I have an array (lons) of longitude values in the range [-180, 180]. I need to find the mean of the time series. This is easily done with
np.mean(lons)
This straight forward mean, of course, doesn't work if the series contains values either side of the dateline. What is the correct way of calculating the mean for all possible cases? Note, I would rather not have a condition that treats dateline crossing cases differently.
I've played around with np.unwrap after converting from degrees to rad, but I know my calculations are wrong because a small percentage of cases are giving me mean longitudes somewhere near 0 degrees (the meridian) over Africa. These aren't possible as this is an ocean data set.
Thanks.
EDIT: I now realise a more precise way of calculating the mean [lat, lon] position of a time series might be to convert to a cartesian grid. I may go down this route.
This is an application for directional statistics, where the angular mean is computed in the complex plane (see this section). The result is a complex number, whose imaginary part represents the mean angle:
import numpy as np
def angular_mean(angles_deg):
N = len(angles_deg)
mean_c = 1.0 / N * np.sum(np.exp(1j * angles_deg * np.pi/180.0))

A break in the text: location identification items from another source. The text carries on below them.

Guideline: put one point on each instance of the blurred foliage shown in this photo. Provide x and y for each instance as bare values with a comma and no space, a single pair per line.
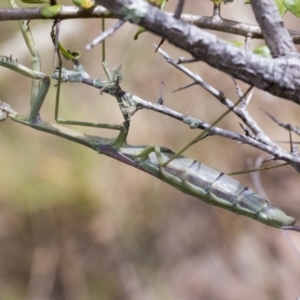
77,225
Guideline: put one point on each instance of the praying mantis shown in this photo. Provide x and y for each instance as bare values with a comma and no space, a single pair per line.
185,174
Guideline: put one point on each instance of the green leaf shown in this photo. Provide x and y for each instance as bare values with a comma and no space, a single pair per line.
51,11
67,54
86,4
293,6
263,51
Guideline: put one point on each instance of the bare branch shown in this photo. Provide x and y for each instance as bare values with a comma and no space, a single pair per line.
276,35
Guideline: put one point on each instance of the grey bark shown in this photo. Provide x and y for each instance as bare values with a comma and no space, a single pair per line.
279,76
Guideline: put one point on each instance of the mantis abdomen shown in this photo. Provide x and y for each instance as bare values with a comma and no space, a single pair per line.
214,187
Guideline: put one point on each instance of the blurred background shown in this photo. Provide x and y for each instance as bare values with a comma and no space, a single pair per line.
75,225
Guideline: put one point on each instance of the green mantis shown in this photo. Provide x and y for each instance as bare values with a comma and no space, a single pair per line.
185,174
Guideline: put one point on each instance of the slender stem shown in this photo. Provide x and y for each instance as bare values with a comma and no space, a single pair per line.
203,133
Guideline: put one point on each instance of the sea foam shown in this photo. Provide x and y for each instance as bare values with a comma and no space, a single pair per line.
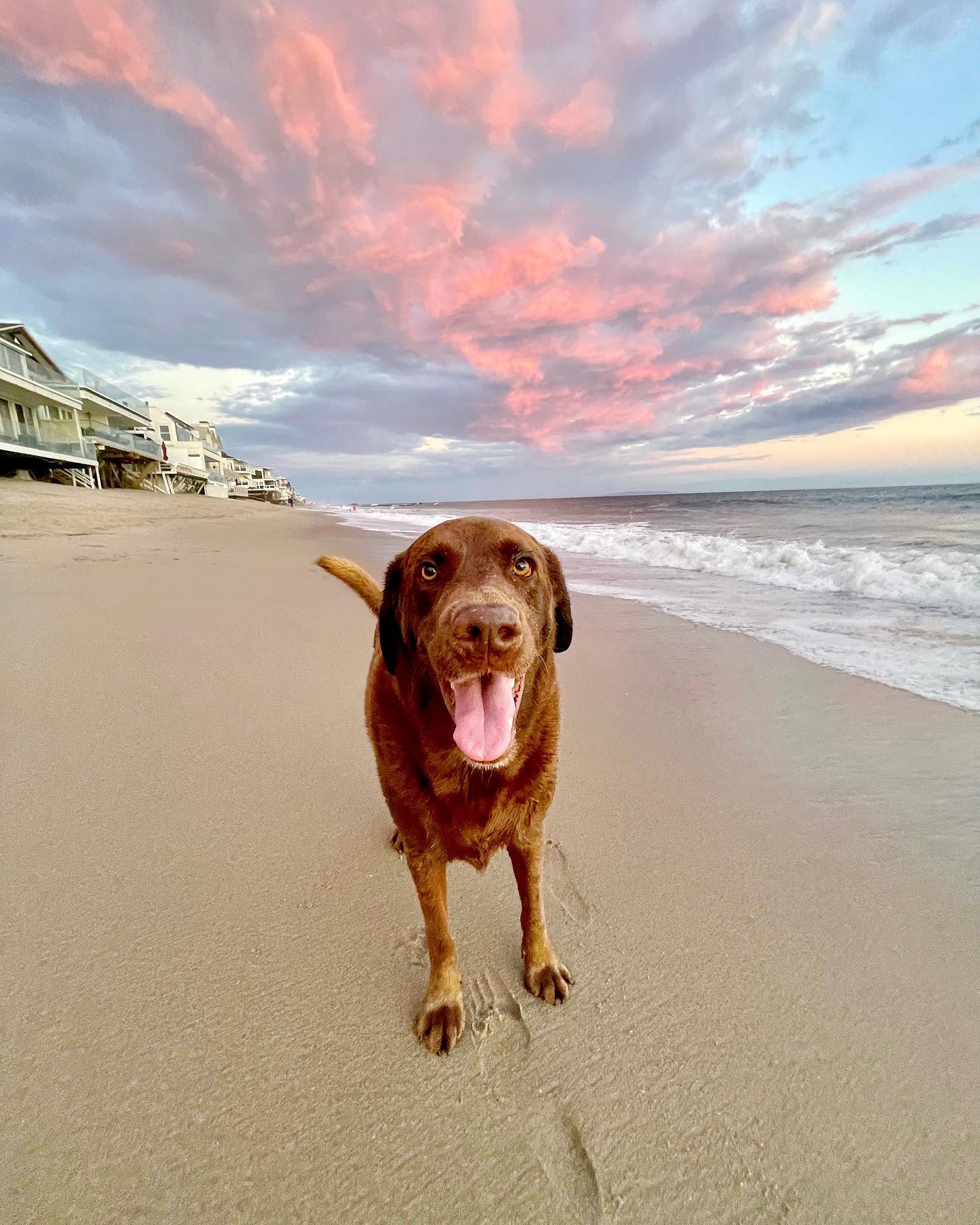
947,580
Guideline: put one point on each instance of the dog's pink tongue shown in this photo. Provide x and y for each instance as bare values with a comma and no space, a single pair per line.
484,717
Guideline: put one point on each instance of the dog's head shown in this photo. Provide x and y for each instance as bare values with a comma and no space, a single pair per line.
484,606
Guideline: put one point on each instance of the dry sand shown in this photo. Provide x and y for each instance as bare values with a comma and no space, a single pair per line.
762,875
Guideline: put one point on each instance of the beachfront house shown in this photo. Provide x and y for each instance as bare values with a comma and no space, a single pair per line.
263,485
41,428
237,476
120,428
193,462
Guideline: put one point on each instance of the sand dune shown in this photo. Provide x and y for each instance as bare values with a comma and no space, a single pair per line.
760,874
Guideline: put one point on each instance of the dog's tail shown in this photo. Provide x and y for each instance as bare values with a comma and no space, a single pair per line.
357,580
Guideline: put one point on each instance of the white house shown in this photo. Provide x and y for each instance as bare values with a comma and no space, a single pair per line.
193,461
41,428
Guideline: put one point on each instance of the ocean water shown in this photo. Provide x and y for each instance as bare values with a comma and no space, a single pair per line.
880,582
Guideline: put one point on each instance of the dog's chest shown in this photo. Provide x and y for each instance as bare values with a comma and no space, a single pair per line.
474,830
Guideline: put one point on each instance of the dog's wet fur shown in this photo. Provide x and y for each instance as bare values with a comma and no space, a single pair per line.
470,600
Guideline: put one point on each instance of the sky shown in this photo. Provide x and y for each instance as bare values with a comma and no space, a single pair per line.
474,249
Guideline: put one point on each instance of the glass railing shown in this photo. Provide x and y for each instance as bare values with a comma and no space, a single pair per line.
125,440
84,450
110,391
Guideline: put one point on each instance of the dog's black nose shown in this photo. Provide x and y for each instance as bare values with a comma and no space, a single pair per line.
494,626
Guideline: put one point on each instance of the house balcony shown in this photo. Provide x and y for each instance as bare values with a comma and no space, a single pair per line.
49,440
99,393
124,440
29,381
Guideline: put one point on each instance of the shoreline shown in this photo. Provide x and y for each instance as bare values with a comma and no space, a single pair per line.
810,652
761,872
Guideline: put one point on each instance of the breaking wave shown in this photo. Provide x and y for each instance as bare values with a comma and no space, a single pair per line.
947,580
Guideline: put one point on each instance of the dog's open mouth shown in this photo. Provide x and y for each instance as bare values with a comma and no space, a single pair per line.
484,710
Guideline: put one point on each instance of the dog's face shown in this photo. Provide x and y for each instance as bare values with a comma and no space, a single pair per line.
483,603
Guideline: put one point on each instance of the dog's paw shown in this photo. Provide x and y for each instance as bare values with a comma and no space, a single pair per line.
551,981
440,1024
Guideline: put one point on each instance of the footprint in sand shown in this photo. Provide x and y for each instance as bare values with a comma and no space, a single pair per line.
570,1166
489,1000
413,947
561,886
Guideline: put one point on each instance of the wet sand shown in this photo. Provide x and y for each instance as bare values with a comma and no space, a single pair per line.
762,875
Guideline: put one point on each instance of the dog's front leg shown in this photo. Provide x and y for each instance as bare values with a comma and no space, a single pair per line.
440,1022
544,974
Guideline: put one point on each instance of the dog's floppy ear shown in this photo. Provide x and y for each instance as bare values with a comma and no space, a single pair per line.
563,604
389,631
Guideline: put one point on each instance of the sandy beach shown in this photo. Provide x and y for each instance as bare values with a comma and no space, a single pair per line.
762,875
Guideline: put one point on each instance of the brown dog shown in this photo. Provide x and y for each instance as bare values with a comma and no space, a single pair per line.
462,708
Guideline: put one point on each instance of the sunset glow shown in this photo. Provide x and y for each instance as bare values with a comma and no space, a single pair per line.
508,240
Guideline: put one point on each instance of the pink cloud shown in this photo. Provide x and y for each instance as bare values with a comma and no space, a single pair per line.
476,75
314,105
586,119
395,185
930,376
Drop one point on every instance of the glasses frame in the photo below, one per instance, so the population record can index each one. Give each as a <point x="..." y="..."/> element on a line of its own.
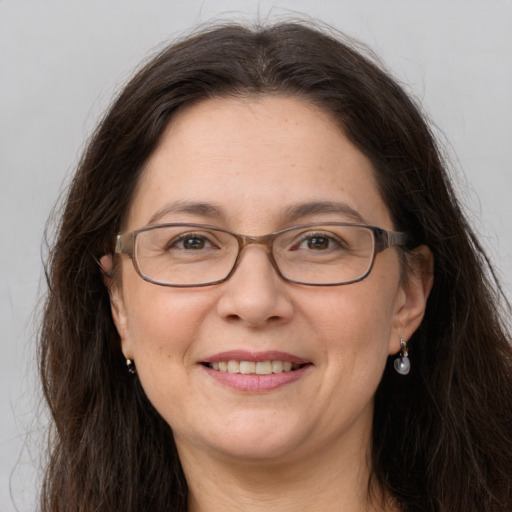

return np.angle(mean_c, deg=True)
lons = [
np.array([-175, -170, 170, 175]), # broad distribution
np.random.rand(1000) # narrow distribution
]
for lon in lons:
print angular_mean(lon), np.mean(lon)
As you can see, arithmetic mean and angular mean are quite similar for a narrow distribution, whereas they differ significantly for a broad distribution.
Using cartesian coordinates is not appropriate, as the center of mass will be located within the earth, but since you are using surface data I assume you want it to be located on the surface.